Heath grabbed her wrists. “Like he took Mama?”
She looked down at her father’s twisted body, remembered his rages. Remembered the sight of Daddy’s hands around Mama Galloway’s throat all those years ago. Hiding in that closet with Heath, both of them so afraid.
She turned back to Heath. “You planned this. You were waiting for this. You wanted to kill him.”
“No,” said Heath. “No, it was an accident. I wanted to report him to the police. I never… But he was hitting you, Cathy, and I couldn’t take it anymore. No one should ever hurt you.”
She peered up at him, and he wouldn’t meet her gaze. Instead he shoved his hair behind his ears and stared at his feet.
“You did it for me?” she said.
“Yes.”
She nodded. Of course he had. Heath was her protector.

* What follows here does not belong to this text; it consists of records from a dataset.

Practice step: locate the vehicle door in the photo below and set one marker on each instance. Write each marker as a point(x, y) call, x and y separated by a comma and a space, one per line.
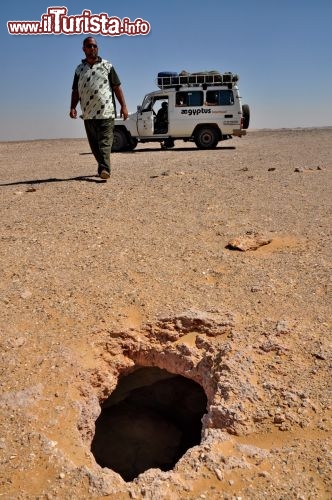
point(145, 118)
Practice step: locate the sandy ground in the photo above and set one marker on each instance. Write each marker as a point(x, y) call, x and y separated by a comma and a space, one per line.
point(89, 266)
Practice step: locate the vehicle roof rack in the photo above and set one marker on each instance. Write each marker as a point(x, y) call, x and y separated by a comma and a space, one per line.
point(166, 80)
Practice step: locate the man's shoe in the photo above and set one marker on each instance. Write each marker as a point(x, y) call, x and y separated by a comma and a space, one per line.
point(104, 174)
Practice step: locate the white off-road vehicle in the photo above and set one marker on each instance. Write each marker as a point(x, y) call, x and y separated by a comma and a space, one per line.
point(203, 108)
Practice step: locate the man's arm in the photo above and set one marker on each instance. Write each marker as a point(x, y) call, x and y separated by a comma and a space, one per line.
point(120, 97)
point(74, 98)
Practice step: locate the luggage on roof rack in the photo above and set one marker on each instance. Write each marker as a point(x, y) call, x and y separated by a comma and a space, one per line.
point(168, 79)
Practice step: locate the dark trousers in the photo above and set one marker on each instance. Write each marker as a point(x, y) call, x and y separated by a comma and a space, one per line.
point(100, 137)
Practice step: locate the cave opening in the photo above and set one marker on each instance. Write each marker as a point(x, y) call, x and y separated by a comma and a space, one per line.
point(149, 421)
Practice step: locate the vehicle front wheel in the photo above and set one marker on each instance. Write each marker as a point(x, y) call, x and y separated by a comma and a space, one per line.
point(119, 140)
point(206, 138)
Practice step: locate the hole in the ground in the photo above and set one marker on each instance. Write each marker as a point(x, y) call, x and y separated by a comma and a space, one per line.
point(150, 420)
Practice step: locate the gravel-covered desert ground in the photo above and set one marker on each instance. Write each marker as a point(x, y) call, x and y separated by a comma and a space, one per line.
point(190, 279)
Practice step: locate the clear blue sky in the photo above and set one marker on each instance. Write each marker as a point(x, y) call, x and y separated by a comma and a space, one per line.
point(280, 48)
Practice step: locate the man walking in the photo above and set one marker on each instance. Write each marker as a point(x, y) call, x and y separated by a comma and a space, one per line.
point(95, 81)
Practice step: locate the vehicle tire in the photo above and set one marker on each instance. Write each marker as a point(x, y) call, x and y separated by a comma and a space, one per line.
point(119, 140)
point(206, 138)
point(246, 115)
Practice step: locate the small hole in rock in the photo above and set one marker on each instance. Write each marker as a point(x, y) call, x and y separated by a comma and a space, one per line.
point(150, 420)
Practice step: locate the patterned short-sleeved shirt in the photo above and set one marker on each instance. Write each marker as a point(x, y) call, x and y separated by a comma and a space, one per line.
point(94, 84)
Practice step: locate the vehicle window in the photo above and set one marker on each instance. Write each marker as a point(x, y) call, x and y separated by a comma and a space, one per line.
point(190, 98)
point(219, 97)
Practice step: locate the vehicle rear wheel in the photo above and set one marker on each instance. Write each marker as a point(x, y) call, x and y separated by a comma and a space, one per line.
point(246, 115)
point(206, 138)
point(119, 140)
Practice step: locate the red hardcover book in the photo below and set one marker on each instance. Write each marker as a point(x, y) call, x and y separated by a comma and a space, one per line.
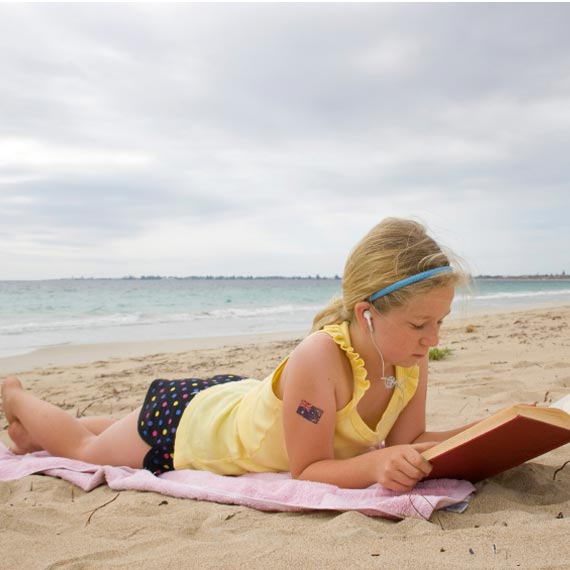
point(504, 440)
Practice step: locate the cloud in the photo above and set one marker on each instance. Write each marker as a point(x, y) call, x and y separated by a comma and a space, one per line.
point(267, 138)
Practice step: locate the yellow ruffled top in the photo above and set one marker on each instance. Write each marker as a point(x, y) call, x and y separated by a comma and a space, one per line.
point(237, 427)
point(352, 435)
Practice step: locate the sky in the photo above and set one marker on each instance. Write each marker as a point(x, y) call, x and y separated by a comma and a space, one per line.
point(264, 139)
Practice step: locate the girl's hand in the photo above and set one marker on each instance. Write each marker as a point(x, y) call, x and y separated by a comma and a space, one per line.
point(401, 467)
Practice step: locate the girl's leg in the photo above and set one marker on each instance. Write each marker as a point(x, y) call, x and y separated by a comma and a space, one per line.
point(23, 443)
point(54, 430)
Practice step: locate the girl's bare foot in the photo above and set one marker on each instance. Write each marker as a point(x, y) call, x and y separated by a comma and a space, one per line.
point(9, 387)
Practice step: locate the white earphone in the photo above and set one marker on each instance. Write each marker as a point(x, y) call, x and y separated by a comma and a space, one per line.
point(368, 316)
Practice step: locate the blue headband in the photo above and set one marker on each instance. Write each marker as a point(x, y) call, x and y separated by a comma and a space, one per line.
point(408, 281)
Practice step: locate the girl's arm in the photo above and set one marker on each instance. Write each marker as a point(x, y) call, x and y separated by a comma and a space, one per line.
point(314, 386)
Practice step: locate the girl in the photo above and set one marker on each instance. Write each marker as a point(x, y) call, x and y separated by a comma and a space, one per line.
point(359, 380)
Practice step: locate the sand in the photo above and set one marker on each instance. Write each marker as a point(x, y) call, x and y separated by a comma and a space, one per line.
point(519, 519)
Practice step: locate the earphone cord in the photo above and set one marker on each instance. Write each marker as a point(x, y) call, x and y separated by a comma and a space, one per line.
point(389, 381)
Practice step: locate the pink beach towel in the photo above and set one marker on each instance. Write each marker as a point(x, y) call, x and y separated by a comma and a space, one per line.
point(263, 491)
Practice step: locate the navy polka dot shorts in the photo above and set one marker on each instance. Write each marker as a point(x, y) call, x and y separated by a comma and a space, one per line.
point(161, 412)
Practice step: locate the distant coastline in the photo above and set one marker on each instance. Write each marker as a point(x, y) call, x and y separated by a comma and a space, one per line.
point(484, 277)
point(536, 277)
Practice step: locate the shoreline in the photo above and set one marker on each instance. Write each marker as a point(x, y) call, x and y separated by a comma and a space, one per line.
point(76, 354)
point(517, 518)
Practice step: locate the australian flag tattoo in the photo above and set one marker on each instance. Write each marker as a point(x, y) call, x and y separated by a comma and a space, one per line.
point(309, 412)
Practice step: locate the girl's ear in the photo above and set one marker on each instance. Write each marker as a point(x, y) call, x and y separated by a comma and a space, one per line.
point(363, 315)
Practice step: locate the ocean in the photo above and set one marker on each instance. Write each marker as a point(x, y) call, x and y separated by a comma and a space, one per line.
point(37, 314)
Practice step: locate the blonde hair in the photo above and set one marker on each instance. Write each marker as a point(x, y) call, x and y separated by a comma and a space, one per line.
point(392, 250)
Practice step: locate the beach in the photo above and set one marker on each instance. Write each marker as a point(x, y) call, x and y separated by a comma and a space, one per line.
point(519, 519)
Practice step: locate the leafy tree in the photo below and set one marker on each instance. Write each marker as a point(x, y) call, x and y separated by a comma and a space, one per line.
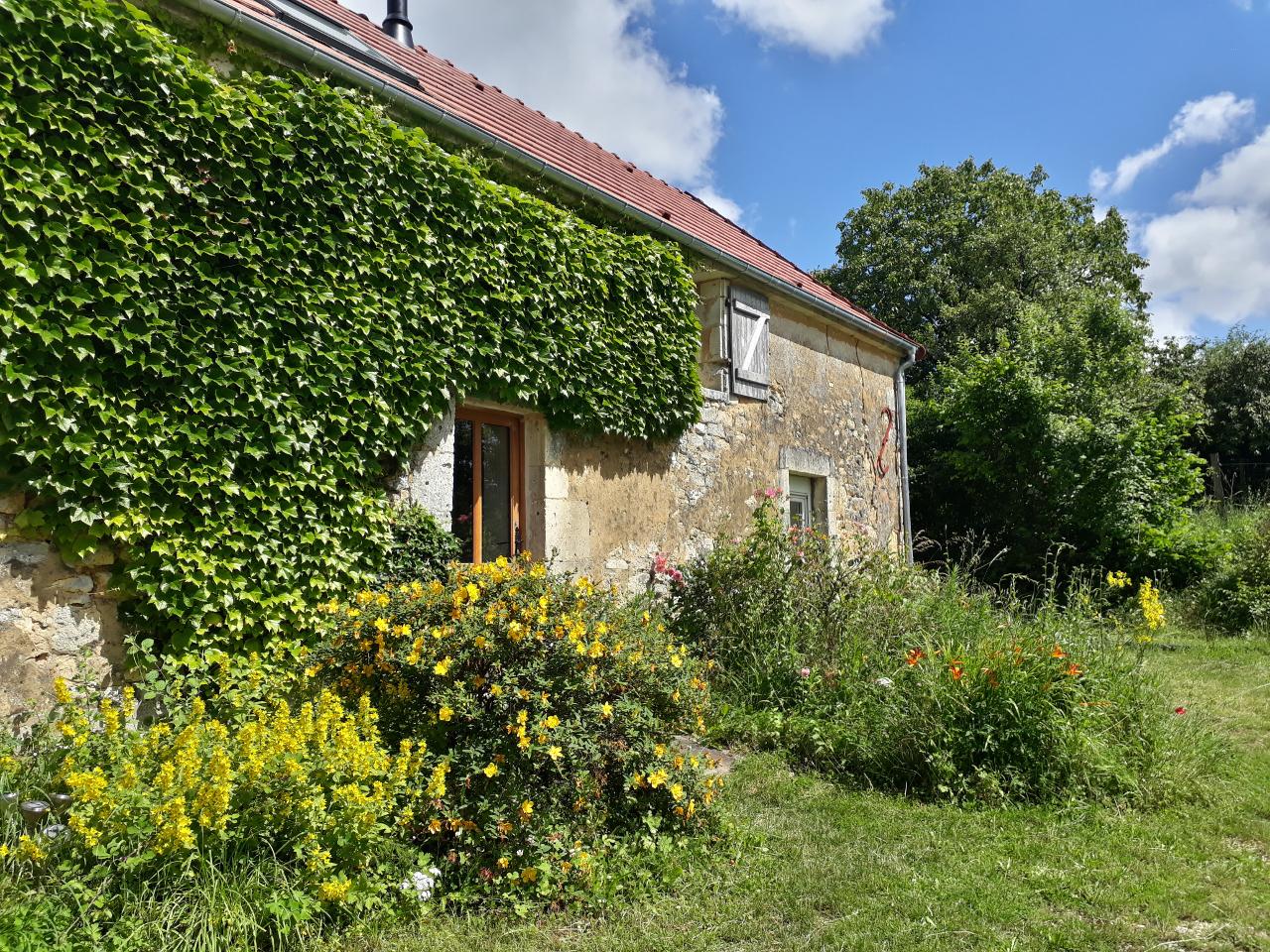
point(1034, 420)
point(1230, 377)
point(956, 255)
point(1038, 442)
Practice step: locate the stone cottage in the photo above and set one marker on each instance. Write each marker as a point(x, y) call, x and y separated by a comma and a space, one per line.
point(803, 390)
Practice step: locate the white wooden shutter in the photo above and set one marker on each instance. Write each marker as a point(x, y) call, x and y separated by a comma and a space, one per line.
point(751, 320)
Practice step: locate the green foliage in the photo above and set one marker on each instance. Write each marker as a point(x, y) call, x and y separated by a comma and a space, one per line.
point(230, 307)
point(1034, 422)
point(552, 708)
point(915, 680)
point(420, 549)
point(520, 753)
point(1057, 439)
point(1230, 379)
point(959, 254)
point(1232, 595)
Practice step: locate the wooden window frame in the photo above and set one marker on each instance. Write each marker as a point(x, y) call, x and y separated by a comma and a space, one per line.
point(516, 426)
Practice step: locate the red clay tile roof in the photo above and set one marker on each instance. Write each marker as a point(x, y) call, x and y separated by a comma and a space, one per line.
point(463, 95)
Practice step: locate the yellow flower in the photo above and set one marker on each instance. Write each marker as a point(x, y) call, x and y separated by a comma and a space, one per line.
point(63, 690)
point(334, 890)
point(30, 849)
point(1152, 608)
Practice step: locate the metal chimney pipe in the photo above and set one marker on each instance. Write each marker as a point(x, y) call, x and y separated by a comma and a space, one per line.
point(398, 26)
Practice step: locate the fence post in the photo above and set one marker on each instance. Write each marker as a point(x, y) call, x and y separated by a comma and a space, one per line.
point(1214, 461)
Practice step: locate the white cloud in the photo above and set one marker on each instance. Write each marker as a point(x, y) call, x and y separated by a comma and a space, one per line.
point(1209, 119)
point(588, 63)
point(1211, 258)
point(1241, 178)
point(720, 203)
point(830, 28)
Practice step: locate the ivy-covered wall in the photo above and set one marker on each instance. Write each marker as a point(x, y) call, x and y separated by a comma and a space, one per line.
point(230, 307)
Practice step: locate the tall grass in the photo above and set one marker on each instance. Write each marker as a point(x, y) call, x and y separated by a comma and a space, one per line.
point(1232, 595)
point(924, 682)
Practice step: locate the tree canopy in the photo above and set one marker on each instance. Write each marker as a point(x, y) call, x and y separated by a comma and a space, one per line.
point(1037, 425)
point(957, 254)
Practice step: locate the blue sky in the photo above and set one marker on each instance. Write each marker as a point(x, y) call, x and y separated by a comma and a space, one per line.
point(780, 112)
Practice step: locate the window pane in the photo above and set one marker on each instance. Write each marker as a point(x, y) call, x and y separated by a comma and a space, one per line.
point(495, 466)
point(461, 507)
point(798, 511)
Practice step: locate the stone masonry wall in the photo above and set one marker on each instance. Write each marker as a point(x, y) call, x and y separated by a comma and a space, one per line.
point(606, 506)
point(619, 502)
point(53, 616)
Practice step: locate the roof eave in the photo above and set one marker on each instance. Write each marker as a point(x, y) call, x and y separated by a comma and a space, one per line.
point(308, 54)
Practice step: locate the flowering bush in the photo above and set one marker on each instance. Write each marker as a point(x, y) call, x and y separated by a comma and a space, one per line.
point(549, 706)
point(502, 734)
point(304, 793)
point(916, 680)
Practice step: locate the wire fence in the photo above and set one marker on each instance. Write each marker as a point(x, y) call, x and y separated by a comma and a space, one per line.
point(1237, 479)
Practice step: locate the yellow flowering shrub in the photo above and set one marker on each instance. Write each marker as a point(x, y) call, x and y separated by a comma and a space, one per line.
point(309, 783)
point(550, 705)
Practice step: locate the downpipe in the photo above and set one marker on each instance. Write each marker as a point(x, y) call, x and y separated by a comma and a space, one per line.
point(902, 436)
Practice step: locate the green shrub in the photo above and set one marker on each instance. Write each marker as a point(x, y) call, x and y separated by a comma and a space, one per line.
point(500, 737)
point(550, 707)
point(230, 307)
point(1234, 594)
point(296, 803)
point(421, 548)
point(916, 680)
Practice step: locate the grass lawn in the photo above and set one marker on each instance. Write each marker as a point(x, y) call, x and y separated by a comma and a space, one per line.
point(818, 867)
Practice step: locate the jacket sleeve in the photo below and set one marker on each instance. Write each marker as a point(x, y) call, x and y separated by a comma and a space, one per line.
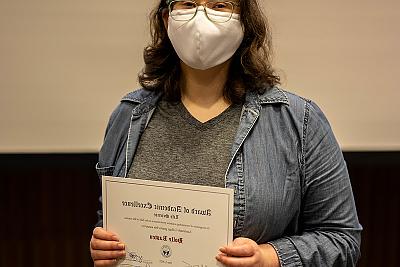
point(330, 233)
point(113, 149)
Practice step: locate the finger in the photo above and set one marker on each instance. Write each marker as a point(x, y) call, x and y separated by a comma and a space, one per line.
point(245, 250)
point(106, 245)
point(236, 261)
point(101, 233)
point(104, 263)
point(107, 254)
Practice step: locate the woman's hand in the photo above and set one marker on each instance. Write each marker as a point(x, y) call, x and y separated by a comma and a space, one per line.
point(105, 248)
point(245, 252)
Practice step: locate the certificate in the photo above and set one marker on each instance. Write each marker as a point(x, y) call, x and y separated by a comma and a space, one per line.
point(167, 224)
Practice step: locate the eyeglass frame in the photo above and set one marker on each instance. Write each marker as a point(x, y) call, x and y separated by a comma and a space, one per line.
point(169, 2)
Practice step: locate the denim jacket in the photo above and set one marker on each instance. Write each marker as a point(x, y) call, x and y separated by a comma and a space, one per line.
point(292, 188)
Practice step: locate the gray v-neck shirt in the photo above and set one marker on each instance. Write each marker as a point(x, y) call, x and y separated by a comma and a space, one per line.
point(176, 147)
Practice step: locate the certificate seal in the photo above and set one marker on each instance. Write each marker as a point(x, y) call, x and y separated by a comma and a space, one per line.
point(166, 251)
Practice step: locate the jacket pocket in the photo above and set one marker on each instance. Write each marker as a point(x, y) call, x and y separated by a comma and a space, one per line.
point(104, 171)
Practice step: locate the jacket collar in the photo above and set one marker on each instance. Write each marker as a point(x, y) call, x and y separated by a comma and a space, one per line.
point(272, 95)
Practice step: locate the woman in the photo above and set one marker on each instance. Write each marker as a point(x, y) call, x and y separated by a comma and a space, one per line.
point(210, 109)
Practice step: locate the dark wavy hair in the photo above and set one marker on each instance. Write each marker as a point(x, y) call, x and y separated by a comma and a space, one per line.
point(250, 68)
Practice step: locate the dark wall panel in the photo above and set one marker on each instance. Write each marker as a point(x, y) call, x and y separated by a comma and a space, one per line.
point(48, 207)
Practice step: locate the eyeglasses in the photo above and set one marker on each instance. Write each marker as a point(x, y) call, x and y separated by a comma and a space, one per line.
point(216, 11)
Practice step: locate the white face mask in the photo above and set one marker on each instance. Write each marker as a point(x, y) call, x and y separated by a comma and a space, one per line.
point(201, 43)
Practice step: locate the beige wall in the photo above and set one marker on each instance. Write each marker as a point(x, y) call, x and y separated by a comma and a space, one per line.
point(65, 64)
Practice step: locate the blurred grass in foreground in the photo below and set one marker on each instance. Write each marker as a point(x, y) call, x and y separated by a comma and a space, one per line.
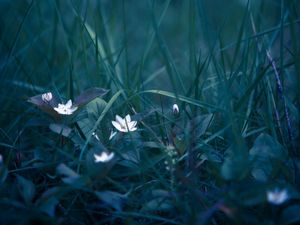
point(235, 139)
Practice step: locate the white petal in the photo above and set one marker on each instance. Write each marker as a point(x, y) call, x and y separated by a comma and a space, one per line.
point(119, 119)
point(112, 134)
point(73, 109)
point(175, 109)
point(133, 129)
point(117, 126)
point(46, 97)
point(103, 157)
point(277, 197)
point(132, 124)
point(69, 104)
point(127, 118)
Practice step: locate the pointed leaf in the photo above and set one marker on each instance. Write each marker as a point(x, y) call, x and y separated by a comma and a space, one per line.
point(89, 95)
point(26, 189)
point(111, 198)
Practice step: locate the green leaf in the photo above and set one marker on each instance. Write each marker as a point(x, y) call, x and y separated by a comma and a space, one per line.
point(69, 176)
point(235, 167)
point(89, 95)
point(60, 129)
point(111, 198)
point(3, 173)
point(93, 112)
point(290, 215)
point(45, 106)
point(26, 189)
point(263, 154)
point(199, 124)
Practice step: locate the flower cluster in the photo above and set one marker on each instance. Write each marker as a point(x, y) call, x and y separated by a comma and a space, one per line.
point(66, 109)
point(124, 125)
point(172, 157)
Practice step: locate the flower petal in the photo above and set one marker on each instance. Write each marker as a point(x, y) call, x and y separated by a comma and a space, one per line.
point(112, 134)
point(119, 120)
point(127, 118)
point(117, 126)
point(132, 124)
point(69, 104)
point(133, 129)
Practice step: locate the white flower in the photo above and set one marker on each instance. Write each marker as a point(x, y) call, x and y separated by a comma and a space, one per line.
point(124, 125)
point(47, 97)
point(66, 109)
point(277, 197)
point(112, 134)
point(175, 109)
point(103, 157)
point(96, 136)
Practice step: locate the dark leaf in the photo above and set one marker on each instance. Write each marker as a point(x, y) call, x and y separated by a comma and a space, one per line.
point(111, 198)
point(89, 95)
point(26, 189)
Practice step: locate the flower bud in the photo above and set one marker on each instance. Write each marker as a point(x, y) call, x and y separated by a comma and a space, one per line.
point(175, 109)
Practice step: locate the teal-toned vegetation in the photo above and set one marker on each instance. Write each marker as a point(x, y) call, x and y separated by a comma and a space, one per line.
point(149, 112)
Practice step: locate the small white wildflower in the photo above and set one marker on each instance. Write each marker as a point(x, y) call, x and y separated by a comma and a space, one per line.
point(124, 125)
point(277, 196)
point(47, 97)
point(96, 136)
point(103, 157)
point(175, 109)
point(112, 134)
point(66, 109)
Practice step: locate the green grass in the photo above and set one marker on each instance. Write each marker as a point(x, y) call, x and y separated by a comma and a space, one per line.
point(231, 66)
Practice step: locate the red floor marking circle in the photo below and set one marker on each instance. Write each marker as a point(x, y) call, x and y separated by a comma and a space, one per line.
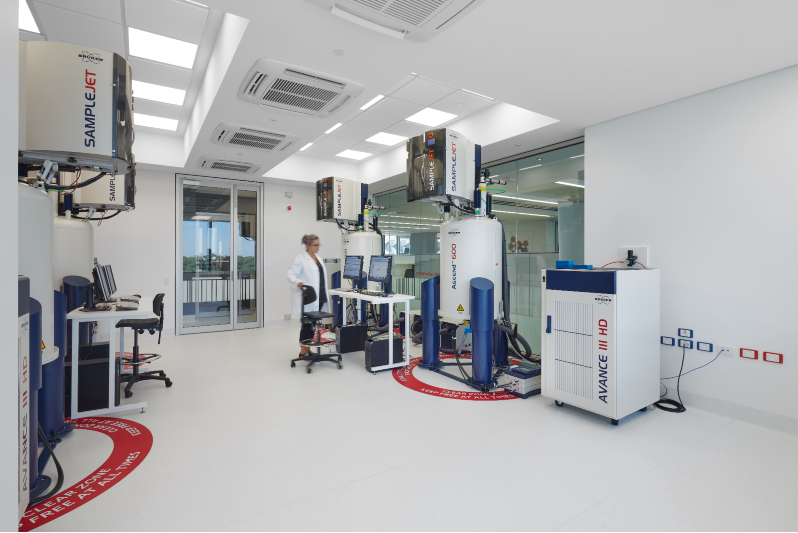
point(405, 376)
point(132, 443)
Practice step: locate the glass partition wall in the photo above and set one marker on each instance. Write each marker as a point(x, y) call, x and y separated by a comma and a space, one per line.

Hadn’t he stopped her father before, all those nights when Daddy had gotten drunk and taken his fists to her? Heath wouldn’t let anything happen to her. Ever.
So, he’d killed her father.
If she told anyone that, they’d take Heath away from her. And what would she do without her protector?
“It was an accident.” She nodded slowly. “An accident. He fell down the steps. He was drunk, and he lost his balance.” She looked up into Heath’s eyes, making it clear to him that she’d stick to that story.